Tribunais de contas e combate à corrupção

O estudo da FGV, ao analisar todos os órgãos envolvidos nas atividades inerentes ao combate à corrupção, presta especial atenção à atividade dos tribunais de contas, apontando a evolução legislativa, a ampliação das competências das cortes de contas e os pontos que poderiam ser melhorados para uma atuação mais efetiva.

Entre os pontos observados, cabe destacar a transparência das informações nos portais dos tribunais. Isso porque apenas com informações transparentes será possível desenvolver uma atividade de controle social efetivo. O estudo destaca que “a falta de dados nos sites dos governos e a falta de respostas precisas a pedidos de informação confirmam e aprofundam o debate sobre a corrupção: nem todos os mecanismos de controle estão funcionando”.

Embora o estudo faça a ressalva de que já era esperada uma menor disponibilidade de informações nos portais dos tribunais de contas, tendo em vista que não possuem obrigações de transparência em relação a dados de terceiros, algumas iniciativas foram destacadas:

Entre os casos positivos estão os dos portais do Tribunal dos Municípios do Ceará (TCM-CE), o Tribunal de Contas Estaduais do Maranhão (TCE-MA) e de Tocantins (TCE-TO). O portal de licitações do TCE-MA possui visualização intuitiva dos dados e, inclusive, fornece o status de envio de documentos da prefeitura ao TCE. Isto significa que se a prefeitura não mantém em dia suas obrigações de transparência junto ao Tribunal de Contas, também está sujeita ao controle social. Já o portal de licitações indicado no TCE-AC possui o mesmo banco de dados de licitações da prefeitura e é bastante completo.
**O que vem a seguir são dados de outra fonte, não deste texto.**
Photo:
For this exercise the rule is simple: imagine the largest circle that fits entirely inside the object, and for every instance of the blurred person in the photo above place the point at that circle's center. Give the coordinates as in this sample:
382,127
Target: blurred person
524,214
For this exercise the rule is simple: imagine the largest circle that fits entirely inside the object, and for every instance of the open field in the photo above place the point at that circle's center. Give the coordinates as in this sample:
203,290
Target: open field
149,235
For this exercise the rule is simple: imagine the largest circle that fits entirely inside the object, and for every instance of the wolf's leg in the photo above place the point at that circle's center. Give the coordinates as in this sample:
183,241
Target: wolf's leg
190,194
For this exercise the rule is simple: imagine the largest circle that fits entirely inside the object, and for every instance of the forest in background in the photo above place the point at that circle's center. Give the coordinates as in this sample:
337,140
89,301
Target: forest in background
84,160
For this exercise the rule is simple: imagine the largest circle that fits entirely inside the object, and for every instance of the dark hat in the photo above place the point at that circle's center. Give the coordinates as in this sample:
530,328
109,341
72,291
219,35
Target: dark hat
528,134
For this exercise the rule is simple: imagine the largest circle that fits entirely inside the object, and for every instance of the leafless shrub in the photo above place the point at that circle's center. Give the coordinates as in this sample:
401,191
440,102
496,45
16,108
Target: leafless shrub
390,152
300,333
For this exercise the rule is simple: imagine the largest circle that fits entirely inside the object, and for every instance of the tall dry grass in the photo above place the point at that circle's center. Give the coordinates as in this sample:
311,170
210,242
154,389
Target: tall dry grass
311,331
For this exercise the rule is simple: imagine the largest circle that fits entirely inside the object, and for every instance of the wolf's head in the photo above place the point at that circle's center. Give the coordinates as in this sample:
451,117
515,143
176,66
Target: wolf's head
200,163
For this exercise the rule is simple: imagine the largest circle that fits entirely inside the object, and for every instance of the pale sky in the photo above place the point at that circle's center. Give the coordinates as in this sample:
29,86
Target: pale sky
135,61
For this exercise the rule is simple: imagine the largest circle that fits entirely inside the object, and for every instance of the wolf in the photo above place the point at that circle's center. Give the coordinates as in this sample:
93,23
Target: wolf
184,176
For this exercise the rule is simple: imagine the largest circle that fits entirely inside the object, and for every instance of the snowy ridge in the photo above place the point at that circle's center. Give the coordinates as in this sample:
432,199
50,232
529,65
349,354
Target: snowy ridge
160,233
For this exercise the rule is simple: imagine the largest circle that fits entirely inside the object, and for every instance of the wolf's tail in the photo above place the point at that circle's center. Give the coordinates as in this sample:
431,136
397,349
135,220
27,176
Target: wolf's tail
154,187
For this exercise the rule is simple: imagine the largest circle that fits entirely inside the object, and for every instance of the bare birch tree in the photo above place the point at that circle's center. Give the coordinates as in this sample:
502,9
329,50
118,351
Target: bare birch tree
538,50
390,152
O estudo destaca, ainda, que há casos de portais completos e intuitivos que estão escondidos do público, seja por dificuldade de se encontrar indicação deles no site ou pela utilização de siglas que impedem o reconhecimento imediato do conteúdo pelos cidadãos. Apenas seis tribunais de contas, contudo, apresentam ao menos 80% das informações essenciais mínimas. O estudo pode servir de base para as cortes de contas do País na formulação de uma nova versão de seus portais, com vistas a garantir maior transparência e ampliar o poder do controle social.

1 MOHALLEM, Michael Freitas; RAGAZZO ,Carlos Emmanuel Joppert. Diagnóstico institucional: primeiros passos para um plano nacional anticorrupção. Rio de Janeiro: Escola de Direito do Rio de Janeiro da Fundação Getulio Vargas, 2017. 159 p.